The benefits of making your challenge more challenging
When you have trouble finding a solution to your problem, your challenge might not be inspiring enough. While it seems counterintuitive, making your challenge more challenging might just be the jolt your creativity needs.
A boring challenge is paralysing. A ‘moonshot goal’ is much more inspiring and will be fun to pursue.
Making your situation more challenging has several benefits:
- You’ll start looking at your situation differently. Usual approaches will not be good enough to resolve the more ambitious challenge. You’ll need to look for something special.
- Setbacks and limitations make people resourceful. Even when the limitations are artificial, you’ll automatically start thinking about more outlandish approaches than you would normally consider.
- Unreasonable challenges spark unusual solutions. Luckily even the most preposterous ideas can be made workable. After all, it’s much easier to tame a wild idea than it is to make a boring idea interesting.
- After trying to solve a much harder challenge, dealing with your initial problem will be a piece of cake. The solution to your unreasonable challenge might not be perfect (as desperate situations call for desperate measures), but you’ll have plenty of room to refine the approach. In the end, your actual problem is not as depressing as the one you tried to solve and a less radical approach will do.
There are several ways to quickly increase the difficulty level of your challenge:
Rephrase your target and make it (much) more ambitious. Say you want to increase revenue by 10%. What if you started thinking about ways to increase revenue by 300%? You’ll automatically start thinking about much more audacious approaches. You might still not reach your ridiculously big goal, but would you consider a ‘flimsy’ 50% increase a failure? Of course not, you’d greatly exceed your initial goal. Making your radical approach a bit more realistic might bring the number down a bit, but even ending with a 10% increase will be a win (as this was your goal all along).
What if you’d imagine the situation to be much worse than it actually is? What, for instance, if not only the sales of last quarter are disappointing, but all your customers suddenly leave you for an exciting new brand? What would you do to get them back? Thinking about dealing with your worst nightmare might lead to surprising insights and will force you to be resourceful in coming up with solutions.

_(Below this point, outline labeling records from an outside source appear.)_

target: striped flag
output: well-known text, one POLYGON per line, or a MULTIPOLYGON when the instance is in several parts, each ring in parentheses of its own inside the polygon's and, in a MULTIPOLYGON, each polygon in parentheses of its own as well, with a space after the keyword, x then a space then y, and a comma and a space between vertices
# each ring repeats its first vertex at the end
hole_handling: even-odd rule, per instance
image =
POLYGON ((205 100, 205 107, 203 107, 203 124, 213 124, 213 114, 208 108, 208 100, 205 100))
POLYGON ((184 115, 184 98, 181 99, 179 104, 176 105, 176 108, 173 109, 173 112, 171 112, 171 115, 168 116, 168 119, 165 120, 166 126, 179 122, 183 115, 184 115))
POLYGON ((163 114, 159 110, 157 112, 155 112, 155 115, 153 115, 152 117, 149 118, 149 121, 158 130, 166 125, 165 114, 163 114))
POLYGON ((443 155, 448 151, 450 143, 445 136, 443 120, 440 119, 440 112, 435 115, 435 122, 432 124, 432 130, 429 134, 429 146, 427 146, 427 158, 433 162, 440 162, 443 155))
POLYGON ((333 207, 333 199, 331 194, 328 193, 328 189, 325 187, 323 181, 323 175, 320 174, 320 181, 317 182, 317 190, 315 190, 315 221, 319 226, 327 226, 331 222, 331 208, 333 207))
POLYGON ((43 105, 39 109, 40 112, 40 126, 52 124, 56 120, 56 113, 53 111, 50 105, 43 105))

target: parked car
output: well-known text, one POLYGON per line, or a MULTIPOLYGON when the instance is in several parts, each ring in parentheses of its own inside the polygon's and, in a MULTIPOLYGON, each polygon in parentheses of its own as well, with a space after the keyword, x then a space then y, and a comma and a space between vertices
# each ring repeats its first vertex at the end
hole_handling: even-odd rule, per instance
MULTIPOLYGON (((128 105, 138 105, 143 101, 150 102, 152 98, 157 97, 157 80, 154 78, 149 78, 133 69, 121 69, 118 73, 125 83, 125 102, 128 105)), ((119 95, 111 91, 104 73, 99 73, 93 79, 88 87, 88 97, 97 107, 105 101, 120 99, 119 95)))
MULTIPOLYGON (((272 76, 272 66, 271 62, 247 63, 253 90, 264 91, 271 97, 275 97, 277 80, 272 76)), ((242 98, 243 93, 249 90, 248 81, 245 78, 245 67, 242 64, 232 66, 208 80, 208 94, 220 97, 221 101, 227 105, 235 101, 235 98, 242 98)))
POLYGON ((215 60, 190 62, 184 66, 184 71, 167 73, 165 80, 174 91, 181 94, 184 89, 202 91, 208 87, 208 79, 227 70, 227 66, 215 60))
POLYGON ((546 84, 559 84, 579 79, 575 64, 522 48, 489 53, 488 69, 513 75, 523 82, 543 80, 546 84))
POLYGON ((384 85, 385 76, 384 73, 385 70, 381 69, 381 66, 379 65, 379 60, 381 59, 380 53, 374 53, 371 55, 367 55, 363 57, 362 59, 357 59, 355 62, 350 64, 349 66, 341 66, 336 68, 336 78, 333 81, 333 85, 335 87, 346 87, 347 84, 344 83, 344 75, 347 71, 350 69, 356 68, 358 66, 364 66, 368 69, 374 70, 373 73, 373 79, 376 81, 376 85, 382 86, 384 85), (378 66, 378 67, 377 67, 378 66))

What if you make it hard for yourself by adding limitations? What if you would have a tiny (or no) budget? What if you’d have to implement the solution within the next two hours? What if you had to solve the challenge without changing anything to the space in which the situation occurs? You’d be forced to disregard the obvious approaches. You’d have to come up with unusual alternatives. Artificially limiting your options creates a necessity for more surprising approaches.
Some factors you could (artificially) limit are budget, people, time, space, volume, colour, shape and equipment.
To force yourself to be more resourceful, make your challenge more challenging. Rephrase your goal to make it more ambitious, ask yourself what you would do if the situation was much more dramatic (and thus more urgent) or limit your options severely.
How will you make your challenge more challenging?